Things have panned out pretty damn well for Jamie Lidell since he jumped feet-first into soul revivalism five years ago. He started his career as one half of DJ duo Supercollider before delivering 2005’s Multiply, an album that started him down the path that led him to collaborating with Beck (America’s favorite Scientologist produced this one) and slowly but surely moving up festival-lineup posters to somewhere around the top third. Now he’s ready to move up a few more spots via his fifth album, Compass, an album that takes the great strides Lidell made on Jim and updates them via his earlier electronic tendencies.
It takes some time getting used to, the notion that a white-boy former DJ from Britain might be the best soul singer on earth right now. But Lidell is lobbying hard, lending his buttery, spine-tickling croon to tracks that show the emotional cracks in his vocals and songs that allow him to flex like a Soundgarden-era Chris Cornell who listened to more Marvin Gaye than Led Zeppelin. Lidell’s songs may scratch the same itch that Al Green scratched bloody 25 years ago, but being that we’re living in an era where the son of Alan Thicke is arguably the world’s most successful R&B singer, it’s open season for albums like Compass.

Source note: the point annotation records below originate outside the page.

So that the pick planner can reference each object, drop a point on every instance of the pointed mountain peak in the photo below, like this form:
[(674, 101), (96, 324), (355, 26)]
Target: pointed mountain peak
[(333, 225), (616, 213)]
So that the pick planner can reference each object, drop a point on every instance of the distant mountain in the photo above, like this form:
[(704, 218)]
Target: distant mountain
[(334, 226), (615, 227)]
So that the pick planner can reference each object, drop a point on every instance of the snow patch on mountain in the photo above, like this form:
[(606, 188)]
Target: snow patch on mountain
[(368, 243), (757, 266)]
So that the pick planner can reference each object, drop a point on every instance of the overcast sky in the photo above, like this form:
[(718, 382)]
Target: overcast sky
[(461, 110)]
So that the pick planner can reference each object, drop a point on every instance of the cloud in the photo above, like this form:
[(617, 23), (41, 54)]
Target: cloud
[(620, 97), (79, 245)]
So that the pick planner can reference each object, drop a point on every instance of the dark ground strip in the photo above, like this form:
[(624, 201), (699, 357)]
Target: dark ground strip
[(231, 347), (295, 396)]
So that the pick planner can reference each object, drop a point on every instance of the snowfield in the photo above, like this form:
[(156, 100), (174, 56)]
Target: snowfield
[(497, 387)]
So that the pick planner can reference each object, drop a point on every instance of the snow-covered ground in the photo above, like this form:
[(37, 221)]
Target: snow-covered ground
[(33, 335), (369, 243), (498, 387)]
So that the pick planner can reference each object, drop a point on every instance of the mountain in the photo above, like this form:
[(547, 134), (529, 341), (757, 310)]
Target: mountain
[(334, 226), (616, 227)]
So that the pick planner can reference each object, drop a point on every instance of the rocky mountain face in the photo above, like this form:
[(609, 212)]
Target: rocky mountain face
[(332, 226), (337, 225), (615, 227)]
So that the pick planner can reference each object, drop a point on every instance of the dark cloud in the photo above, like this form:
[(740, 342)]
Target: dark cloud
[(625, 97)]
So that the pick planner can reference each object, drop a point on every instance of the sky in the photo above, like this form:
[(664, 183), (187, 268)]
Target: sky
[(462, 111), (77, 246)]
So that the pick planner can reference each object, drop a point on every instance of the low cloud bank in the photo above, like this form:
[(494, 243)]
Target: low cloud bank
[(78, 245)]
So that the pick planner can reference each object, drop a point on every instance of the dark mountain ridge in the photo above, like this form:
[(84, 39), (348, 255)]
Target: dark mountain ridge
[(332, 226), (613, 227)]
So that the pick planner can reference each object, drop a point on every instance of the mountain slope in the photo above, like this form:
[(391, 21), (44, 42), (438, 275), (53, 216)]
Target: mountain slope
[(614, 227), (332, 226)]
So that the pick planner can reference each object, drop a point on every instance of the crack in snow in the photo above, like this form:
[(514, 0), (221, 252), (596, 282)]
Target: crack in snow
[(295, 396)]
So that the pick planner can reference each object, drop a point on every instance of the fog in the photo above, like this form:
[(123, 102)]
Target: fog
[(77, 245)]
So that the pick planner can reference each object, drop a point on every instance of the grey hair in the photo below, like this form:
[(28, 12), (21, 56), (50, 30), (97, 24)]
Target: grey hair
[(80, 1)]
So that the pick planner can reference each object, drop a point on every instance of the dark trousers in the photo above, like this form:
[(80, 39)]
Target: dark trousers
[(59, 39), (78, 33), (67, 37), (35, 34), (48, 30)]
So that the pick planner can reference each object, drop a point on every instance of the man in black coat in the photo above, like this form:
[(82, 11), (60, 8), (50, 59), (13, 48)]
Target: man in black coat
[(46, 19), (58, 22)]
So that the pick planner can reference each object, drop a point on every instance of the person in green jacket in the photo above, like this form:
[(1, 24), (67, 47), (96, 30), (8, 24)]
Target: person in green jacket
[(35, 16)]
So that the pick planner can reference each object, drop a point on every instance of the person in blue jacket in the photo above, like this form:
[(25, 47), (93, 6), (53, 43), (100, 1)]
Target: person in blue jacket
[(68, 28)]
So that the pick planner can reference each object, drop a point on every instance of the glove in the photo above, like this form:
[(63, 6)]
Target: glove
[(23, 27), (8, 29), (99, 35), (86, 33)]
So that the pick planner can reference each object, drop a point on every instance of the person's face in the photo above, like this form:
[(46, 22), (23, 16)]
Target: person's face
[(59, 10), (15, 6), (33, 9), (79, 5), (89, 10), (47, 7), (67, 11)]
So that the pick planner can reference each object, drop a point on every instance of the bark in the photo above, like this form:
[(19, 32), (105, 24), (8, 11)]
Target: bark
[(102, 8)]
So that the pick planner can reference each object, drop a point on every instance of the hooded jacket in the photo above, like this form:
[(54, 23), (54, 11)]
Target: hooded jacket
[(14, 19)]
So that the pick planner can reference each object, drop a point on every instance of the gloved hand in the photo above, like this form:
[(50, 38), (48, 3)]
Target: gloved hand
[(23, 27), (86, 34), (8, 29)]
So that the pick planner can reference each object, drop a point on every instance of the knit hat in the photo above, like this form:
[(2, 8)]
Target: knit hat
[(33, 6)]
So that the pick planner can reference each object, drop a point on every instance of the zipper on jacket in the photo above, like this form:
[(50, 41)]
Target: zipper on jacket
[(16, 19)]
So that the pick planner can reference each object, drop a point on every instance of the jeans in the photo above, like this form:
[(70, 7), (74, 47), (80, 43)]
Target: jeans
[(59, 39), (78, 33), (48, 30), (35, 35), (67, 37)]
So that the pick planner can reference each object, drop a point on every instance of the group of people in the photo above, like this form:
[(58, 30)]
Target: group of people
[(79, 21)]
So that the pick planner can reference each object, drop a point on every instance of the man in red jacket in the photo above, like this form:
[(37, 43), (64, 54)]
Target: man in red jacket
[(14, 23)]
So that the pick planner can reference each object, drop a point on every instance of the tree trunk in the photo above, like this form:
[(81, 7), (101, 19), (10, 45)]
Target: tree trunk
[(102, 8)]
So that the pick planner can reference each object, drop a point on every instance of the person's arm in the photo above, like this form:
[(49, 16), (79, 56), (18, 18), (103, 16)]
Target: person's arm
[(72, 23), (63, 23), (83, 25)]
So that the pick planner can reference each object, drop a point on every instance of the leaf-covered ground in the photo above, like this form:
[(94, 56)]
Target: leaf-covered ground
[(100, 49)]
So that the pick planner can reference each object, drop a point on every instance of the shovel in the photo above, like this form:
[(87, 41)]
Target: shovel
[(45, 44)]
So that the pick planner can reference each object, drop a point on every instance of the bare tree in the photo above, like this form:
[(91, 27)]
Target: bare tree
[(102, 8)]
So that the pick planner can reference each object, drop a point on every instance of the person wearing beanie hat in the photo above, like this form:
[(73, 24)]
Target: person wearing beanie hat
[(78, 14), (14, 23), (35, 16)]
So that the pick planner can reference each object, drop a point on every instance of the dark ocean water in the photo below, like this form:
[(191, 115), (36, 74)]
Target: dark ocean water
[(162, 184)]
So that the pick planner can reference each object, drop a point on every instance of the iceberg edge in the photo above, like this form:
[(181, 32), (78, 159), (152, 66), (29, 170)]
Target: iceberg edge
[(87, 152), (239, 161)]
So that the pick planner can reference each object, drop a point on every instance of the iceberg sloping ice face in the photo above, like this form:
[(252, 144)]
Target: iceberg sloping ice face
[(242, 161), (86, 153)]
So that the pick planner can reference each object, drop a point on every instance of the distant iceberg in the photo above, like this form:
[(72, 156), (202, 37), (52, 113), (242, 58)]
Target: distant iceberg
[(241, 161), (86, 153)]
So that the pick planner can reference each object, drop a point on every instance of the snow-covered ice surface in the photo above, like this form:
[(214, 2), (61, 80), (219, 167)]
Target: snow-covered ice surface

The marked distinction between Jim and Compass is in the production. While Jim hemmed closely to conventional R&B tics like boom-boom-bap drumming, lush orchestration and blue-eyed ballads of loss, Compass is a bit more eccentric in its delivery. Take splendid lead single “The Ring,” for instance, which bounds and bounces on backing music that can be generously described as “flatulent.” “I Wanna Be Your Telephone” shuffles over a deconstructed beep-boop, while mega-ton rock riffage muscles-up “Coma Chameleon” and “You Are Waking.” Deconstructed and effected vocals give “Gypsy Blood” a much-needed oomph, while shimmering electronica provide added sentimentality to “It’s a Kiss.”
Fans of Jim need not fret though; there’s plenty of conventional party-starting soul here, ready to be performed by Lidell’s energetic backing band (including a saxophonist who regularly plays two at once). Deep cuts here, like the wrought ballad “Completely Exposed” and the Earth, Wind & Fire-esque “Your Sweet Boom” are sure to be highlights when Lidell hits these shores for another tour. While Compass, due partially to its longer track list, features a few duds that prevent it from surpassing the superior Jim, the album still shows Lidell as indie’s best answer to Robin Thicke and his compatriots, artists Lidell bests on a regular basis.